Please let us know your thoughts, concerns, or ideas. We’d love to collaborate on shaping this integration in a way that benefits the broader ecosystem. Thanks in advance for your time and input!

flatcar-afterburn-azureinit-integration.md.md


[RFC] Flatcar / Afterburn and Azure-init Integration Proposal

Overview

WALinuxAgent is an Azure-specific agent that interacts between Linux VMs and the Azure Fabric to provision VMs. The agent is a single binary which includes both the provisioning agent (PA) and the guest agent (GA). Due to its tight coupling with the GA, innovating the PA to meet current provisioning needs is challenging. WALinuxAgent's PA has been deprecated and replaced by azure-init.

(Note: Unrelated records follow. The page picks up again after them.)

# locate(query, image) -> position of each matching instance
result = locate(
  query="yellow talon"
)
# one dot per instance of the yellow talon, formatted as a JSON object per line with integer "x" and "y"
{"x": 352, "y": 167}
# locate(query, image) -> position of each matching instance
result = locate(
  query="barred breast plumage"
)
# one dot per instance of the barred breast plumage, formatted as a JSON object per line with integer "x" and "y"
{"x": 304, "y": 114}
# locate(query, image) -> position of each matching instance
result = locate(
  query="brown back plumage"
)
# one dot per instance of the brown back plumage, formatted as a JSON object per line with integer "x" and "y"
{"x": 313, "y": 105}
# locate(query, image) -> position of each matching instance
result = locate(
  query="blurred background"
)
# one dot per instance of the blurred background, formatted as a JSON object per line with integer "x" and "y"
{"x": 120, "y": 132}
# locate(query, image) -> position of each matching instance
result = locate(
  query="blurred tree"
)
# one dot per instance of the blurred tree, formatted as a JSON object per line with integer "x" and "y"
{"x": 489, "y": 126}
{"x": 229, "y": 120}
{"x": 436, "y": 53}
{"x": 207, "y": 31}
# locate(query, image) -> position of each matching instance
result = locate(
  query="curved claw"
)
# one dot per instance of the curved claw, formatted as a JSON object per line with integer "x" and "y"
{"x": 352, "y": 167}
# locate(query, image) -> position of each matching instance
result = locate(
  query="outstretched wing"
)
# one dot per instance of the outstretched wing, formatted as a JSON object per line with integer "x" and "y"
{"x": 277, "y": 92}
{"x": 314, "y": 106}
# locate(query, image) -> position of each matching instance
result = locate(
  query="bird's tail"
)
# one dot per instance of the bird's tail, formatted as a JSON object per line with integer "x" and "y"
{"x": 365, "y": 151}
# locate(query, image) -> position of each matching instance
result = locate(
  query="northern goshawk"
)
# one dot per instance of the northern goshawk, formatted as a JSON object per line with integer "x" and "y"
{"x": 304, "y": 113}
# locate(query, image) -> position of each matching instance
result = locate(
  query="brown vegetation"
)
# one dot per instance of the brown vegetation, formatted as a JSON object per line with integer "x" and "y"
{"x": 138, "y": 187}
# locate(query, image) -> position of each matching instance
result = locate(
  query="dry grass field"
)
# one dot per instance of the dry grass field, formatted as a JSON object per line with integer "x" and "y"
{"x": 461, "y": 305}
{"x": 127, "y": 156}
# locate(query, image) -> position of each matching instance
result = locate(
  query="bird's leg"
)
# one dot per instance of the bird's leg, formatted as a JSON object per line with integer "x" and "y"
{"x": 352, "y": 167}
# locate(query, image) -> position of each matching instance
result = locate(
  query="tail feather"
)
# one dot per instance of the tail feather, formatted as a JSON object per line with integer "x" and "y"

While most endorsed distros use cloud-init for provisioning, some—including Flatcar—still rely on WALinuxAgent PA.

Background: Provisioning on Azure

Azure surfaces a UDF-media to the VM during provisioning, containing configuration in ovf-env.xml.

Configuration: ovf-env.xml

CRP Configuration Mapping ovf-env.xml Schema
osProfile.adminPassword ProvisioningSection.LinuxProvisioningConfigurationSet.UserPassword
osProfile.linuxConfiguration.ssh.publicKeys ProvisioningSection.LinuxProvisioningConfigurationSet.SSH.PublicKeys.PublicKey
osProfile.computerName ProvisioningSection.LinuxProvisioningConfigurationSet.HostName
osProfile.linuxConfiguration.disablePasswordAuthentication ProvisioningSection.LinuxProvisioningConfigurationSet.DisableSshPasswordAuthentication
osProfile.customdata ProvisioningSection.LinuxProvisioningConfigurationSet.CustomData

Configuration: Azure’s Instance Metadata Service (IMDS)

CRP Configuration Mapping IMDS Schema
osProfile.adminUsername Compute.osProfile.adminUsername
osProfile.computerName Compute.osProfile.computerName
osProfile.linuxConfiguration.disablePasswordAuthentication Compute.osProfile.diablePasswordAuthentication
osProfile.linuxConfiguration.ssh.publicKeys Compute.publicKeys

Background: WALinuxAgent on Flatcar

Configuration is found in /usr/share/waagent/waagent.conf.

Configuration: waagent.conf

Waagent.conf Variable Description Default Value
DVD.MountPoint DVD Mount Point /mnt/cdrom/secure/
ResourceDisk.MountPoint Resource Disk Mount Point /mnt/resource/
Os.LibDir Library Directory /var/lib/waagent/
Os.SshDir SSH Directory /etc/ssh/
ResourceDisk.FileSystem Resource Disk File System ext4

OVF-ENV

  • Reads ovf-env.xml from DVD Mount Point.
  • Writes modified ovf-env.xml to Library Directory.
  • Unmounts and ejects CDROM.
  • Returns unmodified version to PA for configuration.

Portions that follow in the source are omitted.